Newtie was still married to Jackie when, in 1980, as a freshman congressman, he traveled to Ohio for a Republican fund-raiser (more than funds got raised) and met a county planner. Marianne Ginther was a pretty brunette in her 20s. They were married the following year, and Mr. Gingrich soon brought his new wife into the political fold. In 1984, he listed her as co-author on one of his books.
But by the mid-90s, as he made his political ascent, Newtie became involved with a House Agriculture Committee staff member, Callista Bisek, nearly 23 years his junior. They carried on a secret affair for six years,.
They were married in 2000, after Newtie left the speakership in 1999. Today, Wife #3, with her striking platinum hair and diamond baubles is the subject of controversy because Newtie spent hundreds of thousands of dollars at Tiffany—and bold suits is a constant presence on the campaign trail, often introducing Mr. Gingrich and looking on adoringly as he speaks. Collista is a business partner in developing his book and movie production company.

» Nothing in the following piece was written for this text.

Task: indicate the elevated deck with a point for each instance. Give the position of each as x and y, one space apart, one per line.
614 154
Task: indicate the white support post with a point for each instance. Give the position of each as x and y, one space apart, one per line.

Many who know Mr. Gingrich see parallels with his earlier wives. “The way he is taking Callista everyplace,” one friend of his said, “that’s how he took Marianne everyplace.”
Mr. Gingrich has said he has been “very open about mistakes I have made,” and about “needing to go to God for forgiveness.” He has declined to discuss in detail his previous marriages, leaving it to his two daughters from wife #1 to defend his conduct.
Some observers, though, see political calculation in the way he moved from one marriage to the next.
Ya think?
“Gingrich is a pragmatist; he’s an ambitious politician and he trades in people the same way he trades in ideas,” said Steven M. Gillon, a historian at the University of Oklahoma who has written a book about Mr. Gingrich.
“Just as he redefines himself politically, he redefines the people in his life that support him in any particular phase. And I think that applies to the people he is married to.” (Hear that, gang?).
The Ice Queen, wife #3, better be careful... No Win and she's out. Yes Win and there will be new paramours to deal with until eventually, she's out. Newtie is a man of opportunity and he lies accordingly. Sadly, he believes his own lies. If they fail, he sheds his skin and morphs into another suit looking for wife #4.